Este jueves 1º de enero de 2026, Yanel Buffa, la joven madre de Rancul a quien la Justicia estableció una restricción de acercamiento hacia su hija de 10 años, viajó nuevamente junto a su familia a la ciudad de General Pico con el objetivo de continuar visibilizando públicamente su reclamo de justicia y exigir la revisión de decisiones judiciales que, según manifiestan, «vulneran los derechos de la niña«.
Durante esa jornada, Yanel y su familia colocaron otra vez como lo había hecho días atras, carteles e imágenes frente al Juzgado de Familia N°2 , donde desempeña funciones la jueza Alejandra Campos, ubicado en calle 15 N.º 1462. Asimismo, empapelaron distintos sectores de la calle 15, entre 28 y 30, incluyendo palmeras y espacios públicos, como forma pacífica de manifestación y pedido de respuestas institucionales.
El fallo de la Jueza Campos se basó en una supuesta “obstrucción del vínculo” de la niña con su padre por parte de la madre.
Tras la ejecución de la sentencia que estableció el cuidado de la niña a cargo del padre, que reside en la provincia de Córdoba, y con quien la nena no tenía vínculo desde hace más de un año, la familia Buffa sigue pidiendo que la Justicia escuche a la niña y se revea el pedido de incomunicación por 60 días.

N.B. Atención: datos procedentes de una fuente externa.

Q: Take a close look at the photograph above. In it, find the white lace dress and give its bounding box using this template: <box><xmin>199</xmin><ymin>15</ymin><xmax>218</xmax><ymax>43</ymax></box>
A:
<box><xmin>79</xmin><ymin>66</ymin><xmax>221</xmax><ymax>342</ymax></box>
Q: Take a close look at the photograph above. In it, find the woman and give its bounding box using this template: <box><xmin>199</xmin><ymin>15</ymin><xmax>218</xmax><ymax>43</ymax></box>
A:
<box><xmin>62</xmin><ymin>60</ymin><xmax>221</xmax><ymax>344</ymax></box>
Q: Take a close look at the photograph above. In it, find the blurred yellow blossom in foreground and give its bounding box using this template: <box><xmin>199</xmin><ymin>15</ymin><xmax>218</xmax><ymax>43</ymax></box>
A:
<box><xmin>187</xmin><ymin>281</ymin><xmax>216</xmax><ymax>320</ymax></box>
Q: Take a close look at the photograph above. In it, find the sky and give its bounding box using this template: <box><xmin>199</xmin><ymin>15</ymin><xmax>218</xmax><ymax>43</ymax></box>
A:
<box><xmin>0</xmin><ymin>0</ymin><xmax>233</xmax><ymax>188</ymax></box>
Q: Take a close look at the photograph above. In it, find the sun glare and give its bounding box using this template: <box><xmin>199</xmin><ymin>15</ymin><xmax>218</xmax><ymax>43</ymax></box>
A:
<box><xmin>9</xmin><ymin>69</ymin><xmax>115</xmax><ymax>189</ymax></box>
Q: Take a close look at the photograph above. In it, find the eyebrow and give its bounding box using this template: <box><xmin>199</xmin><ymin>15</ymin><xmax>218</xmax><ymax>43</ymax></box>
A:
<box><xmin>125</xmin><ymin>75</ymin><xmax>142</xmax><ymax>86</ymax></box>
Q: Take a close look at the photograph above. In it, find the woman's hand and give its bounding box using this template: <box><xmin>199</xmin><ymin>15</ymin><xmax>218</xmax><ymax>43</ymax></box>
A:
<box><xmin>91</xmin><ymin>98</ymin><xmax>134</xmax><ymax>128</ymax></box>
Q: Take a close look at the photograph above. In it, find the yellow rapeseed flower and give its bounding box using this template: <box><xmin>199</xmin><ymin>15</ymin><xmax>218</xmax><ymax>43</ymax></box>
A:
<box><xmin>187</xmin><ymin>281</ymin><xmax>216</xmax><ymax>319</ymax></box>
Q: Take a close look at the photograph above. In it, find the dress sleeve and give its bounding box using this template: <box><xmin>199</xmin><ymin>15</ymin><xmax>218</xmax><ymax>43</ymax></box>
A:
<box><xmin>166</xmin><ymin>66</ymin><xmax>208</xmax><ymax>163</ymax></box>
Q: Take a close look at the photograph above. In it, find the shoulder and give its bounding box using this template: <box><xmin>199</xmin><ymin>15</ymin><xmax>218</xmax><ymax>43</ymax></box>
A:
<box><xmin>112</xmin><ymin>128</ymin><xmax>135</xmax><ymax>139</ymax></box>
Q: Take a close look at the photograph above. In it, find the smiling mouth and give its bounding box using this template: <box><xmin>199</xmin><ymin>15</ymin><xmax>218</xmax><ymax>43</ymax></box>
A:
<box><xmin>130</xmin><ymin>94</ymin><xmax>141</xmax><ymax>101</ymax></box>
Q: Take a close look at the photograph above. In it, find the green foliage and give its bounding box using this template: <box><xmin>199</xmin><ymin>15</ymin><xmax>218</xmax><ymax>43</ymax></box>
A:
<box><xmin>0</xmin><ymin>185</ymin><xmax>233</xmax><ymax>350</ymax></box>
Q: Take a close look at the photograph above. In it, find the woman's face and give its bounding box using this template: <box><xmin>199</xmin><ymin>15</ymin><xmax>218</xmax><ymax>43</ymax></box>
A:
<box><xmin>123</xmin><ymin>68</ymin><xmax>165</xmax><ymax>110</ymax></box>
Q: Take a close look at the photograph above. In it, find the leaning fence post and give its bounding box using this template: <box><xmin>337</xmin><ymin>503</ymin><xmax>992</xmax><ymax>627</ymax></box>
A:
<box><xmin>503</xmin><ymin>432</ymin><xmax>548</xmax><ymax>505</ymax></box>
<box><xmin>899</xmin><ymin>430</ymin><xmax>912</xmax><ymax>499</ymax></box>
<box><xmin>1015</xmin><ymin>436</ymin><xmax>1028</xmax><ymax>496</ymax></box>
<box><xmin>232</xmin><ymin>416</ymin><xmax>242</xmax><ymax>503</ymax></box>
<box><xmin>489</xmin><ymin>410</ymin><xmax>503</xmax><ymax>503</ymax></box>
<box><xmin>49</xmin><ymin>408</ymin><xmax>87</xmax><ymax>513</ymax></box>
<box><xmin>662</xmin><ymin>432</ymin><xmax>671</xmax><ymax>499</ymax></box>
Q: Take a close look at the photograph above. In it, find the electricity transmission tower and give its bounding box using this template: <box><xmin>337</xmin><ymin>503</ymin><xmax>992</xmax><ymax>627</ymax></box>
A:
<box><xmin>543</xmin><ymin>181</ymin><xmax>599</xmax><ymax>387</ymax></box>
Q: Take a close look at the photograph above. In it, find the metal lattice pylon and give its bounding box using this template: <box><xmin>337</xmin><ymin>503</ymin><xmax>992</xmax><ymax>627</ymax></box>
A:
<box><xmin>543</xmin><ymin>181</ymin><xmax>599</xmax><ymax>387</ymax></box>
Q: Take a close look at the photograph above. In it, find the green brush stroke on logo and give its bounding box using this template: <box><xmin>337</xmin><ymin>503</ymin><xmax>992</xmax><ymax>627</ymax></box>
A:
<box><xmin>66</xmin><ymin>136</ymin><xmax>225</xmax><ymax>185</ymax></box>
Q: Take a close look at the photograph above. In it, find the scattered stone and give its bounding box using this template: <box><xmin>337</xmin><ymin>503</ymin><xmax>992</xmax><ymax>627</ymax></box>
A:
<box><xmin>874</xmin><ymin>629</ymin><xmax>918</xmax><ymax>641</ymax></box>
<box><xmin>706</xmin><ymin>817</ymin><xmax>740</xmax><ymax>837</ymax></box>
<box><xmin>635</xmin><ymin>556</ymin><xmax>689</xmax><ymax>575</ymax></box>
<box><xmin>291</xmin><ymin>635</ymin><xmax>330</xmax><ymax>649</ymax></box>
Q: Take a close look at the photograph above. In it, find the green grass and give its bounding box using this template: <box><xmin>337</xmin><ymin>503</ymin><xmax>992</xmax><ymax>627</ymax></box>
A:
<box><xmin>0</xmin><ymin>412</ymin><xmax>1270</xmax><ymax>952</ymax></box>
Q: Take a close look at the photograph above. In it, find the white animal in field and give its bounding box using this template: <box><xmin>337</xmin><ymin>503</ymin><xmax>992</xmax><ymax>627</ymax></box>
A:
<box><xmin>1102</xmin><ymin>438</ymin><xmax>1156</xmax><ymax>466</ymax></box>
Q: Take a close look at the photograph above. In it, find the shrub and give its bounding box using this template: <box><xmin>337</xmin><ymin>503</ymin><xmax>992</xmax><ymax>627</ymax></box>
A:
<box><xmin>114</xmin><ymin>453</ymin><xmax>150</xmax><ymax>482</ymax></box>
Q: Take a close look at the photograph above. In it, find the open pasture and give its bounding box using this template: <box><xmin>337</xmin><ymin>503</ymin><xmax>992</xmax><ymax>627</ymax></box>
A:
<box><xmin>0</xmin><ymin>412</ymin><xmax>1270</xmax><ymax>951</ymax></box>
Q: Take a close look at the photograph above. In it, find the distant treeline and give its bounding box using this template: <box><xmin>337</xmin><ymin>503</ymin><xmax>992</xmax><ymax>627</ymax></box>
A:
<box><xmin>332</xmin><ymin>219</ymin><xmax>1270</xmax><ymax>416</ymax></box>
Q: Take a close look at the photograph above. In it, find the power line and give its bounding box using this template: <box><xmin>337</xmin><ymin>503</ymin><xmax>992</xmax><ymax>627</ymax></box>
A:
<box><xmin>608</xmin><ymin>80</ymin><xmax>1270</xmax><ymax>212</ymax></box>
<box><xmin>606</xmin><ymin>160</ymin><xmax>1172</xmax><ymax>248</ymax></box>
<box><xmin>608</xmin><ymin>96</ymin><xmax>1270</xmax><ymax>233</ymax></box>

La familia explicó a Zonal Noticias que la decisión de continuar con esta visibilización responde a un hecho profundamente doloroso: «mi hija volvió a pasar, luego de 10 años, una festividad sin su madre, sin su familia materna y sin sus redes de apoyo, amor y contención, situación que nunca antes había ocurrido en la vida de la niña».
«Sigo sin saber cómo está mi hija»
Pese a que la madre afirmó haber cumplido con todas las instancias legales correspondientes, hasta el momento no existen novedades sobre la apelación de la restricción judicial que impide, por un plazo de 60 días, no solo el contacto entre la niña y su madre, sino también con toda su familia materna.
A la fecha, Yanel contó que «ya transcurrieron 12 días sin que tengamos noticias directas de mi hija».

Según denuncia Yanel y su familia; «no existe constancia ni registro del seguimiento que el Juzgado y los equipos intervinientes habrían indicado que se realizaría para evaluar cómo se encuentra la niña, así como tampoco existen respuestas en cuanto al vínculo entre la pequeña, su progenitor y la familia paterna ampliada, y que tipo de explicaciones se le están brindando frente a esta abrupta separación».
«El único contacto recibido fue un llamado telefónico de la Defensoría, realizado por la nueva defensora Sofía Pérez Dupount, quien manifestó que la niña “Se encuentra bien”, aunque pregunta constantemente por su mamá. De acuerdo con lo informado, a Isabella se le habría explicado que no puede comunicarse con su madre debido a una restricción impuesta por una jueza», explicó angustiada esta joven docente de Rancul.
La familia remarca una y otra vez que «la niña tiene 10 años, que no fue escuchada directamente y que la información recibida por parte de la Defensoría, se basa únicamente en relatos del progenitor, reproduciendo —según señalan— los mismos silencios y la falta de escucha que vienen denunciando desde el inicio del conflicto.
Por todo ello, la madre y la familia materna de la niña aseguraron:«seguiremos visibilizando, hablando y alzando la voz todas las veces que sea necesario, con un único objetivo; que se garantice el derecho de la niña a ser oída, acompañada y protegida, tal como lo establecen la Convención sobre los Derechos del Niño y la legislación vigente».

«Medida urgente»
Yanel informó que frente a esta situación, presentó hace un par de días junto a su abogada una medida urgente, para poder retomar el contacto con su hija, pero «todo requiere recursos y se hace cuesta arriba, yo lo puedo hacer porque hay una familia que me apoya, pero sino sería imposible», expresó.
«Me han escrito muchas mamás que están pasando por una situación similar, y que incluso luego de que visibilizamos nuestro, caso, también sé de otras mamás que se animron y se acercaron al Juzgado de la Jueza Campos para visibilizar su reclamo», relató la joven madre.
«Cada acción judicial implica mucho dinero, por ejemplo ahora el 1º de febrero que es cuando puedo iniciar el nuevo juicio de cuidado compartido, pero con centro de vida en Rancul, iniciarlo implica una suma importante, es insostenible para la mayoría de las familias», se lamentó.